118回 一地両檢

118回 一地両檢(一つの場所で二つの検査)

 香港メディアの香港政治関連の報道では、香港ならではの専門用語や、広東語を使った言い回し、社会現象を反映した流行語など、さまざまなキーワードが登場します。この連載では、毎回一つのキーワードを採り上げ、これを手掛かりに、香港政治の今を読み解きます。(立教大学法学部政治学科教授 倉田徹)

高速鉄道の入管手続き
技術的な問題から政治問題に

高速鉄道の香港側の駅が設置される西九龍

高速道の西部通道ですでに実施

出入境を一カ所で

今回のキーワードは「一地両檢」です。すでに長期にわたり、香港メディアでも論じられてきた言葉ですので、恐らくご存じの方も多いでしょう。「一地」とは「一つの場所」、「両檢」は「二つの検査」を意味し、つまり一カ所で、出境と入境の2つの入管手続きを同時に行ってしまうことを意味します。
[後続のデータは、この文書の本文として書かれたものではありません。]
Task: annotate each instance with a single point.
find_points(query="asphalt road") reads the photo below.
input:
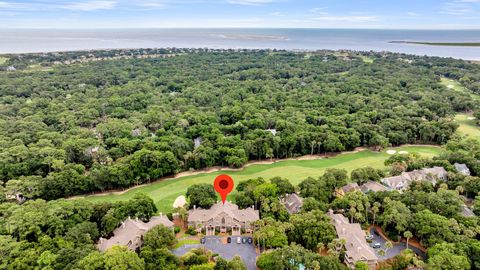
(227, 251)
(397, 247)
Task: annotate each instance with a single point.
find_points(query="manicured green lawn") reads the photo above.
(467, 126)
(165, 192)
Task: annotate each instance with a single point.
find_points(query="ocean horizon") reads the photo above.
(52, 40)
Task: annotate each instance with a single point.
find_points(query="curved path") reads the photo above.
(398, 246)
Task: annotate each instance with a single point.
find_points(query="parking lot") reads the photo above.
(397, 247)
(227, 251)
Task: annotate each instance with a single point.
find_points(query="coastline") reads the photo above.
(449, 44)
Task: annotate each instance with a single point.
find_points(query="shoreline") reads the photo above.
(248, 164)
(448, 44)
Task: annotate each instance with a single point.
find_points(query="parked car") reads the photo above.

現在、広州市から深圳市を経由して九龍に到る高速鉄道が建設中です。開通すれば、西九龍駅から広州南駅までの所要時間は48分と計画されており、広州南駅から中国各地に到る高速鉄道網とも直結されます。完成時には、政府は「一地両檢」を実施する計画です。西九龍駅に、中国本土側と香港側の出入境のチェックポイントを設け、出境と同時に入境手続きを完成できる構想です。

これは一見すると技術的な問題に過ぎず、かつ、利便性も高まるため、この「一地両檢」に特に問題はなさそうに見えますが、実はこの件が大きな政治問題に発展してしまっているのです。

根深い相互不信

「一地両檢」の実施のために、西九龍駅には本土側のチェックポイントが設置されます。そこでは本土の入管職員が勤務することになります。これは、香港内部で本土の官吏が本土の法を執行することを意味するため、民主派は「高度の自治」の侵害と見て反対しています。2016年に「銅鑼湾書店事件」が浮上すると、本土の公安が香港に常駐することは「越境法執行」を呼び込むとの議論も現れました。また、西九龍駅で本土への出入境手続きをする場合、香港域内を走る高速鉄道の車両内は本土側の司法管轄となります。仮に香港域内で列車事故が起きた場合、香港の救急隊が救援できるのか、あるいは車両が香港を走行している間、本土で使用不能のフェイスブックなどを使えるのかなどという点も議論されました。梁振英・前行政長官は「一地両檢」の実現を目指しましたが、論争性の高さに、任期中に具体案の発表はできませんでした。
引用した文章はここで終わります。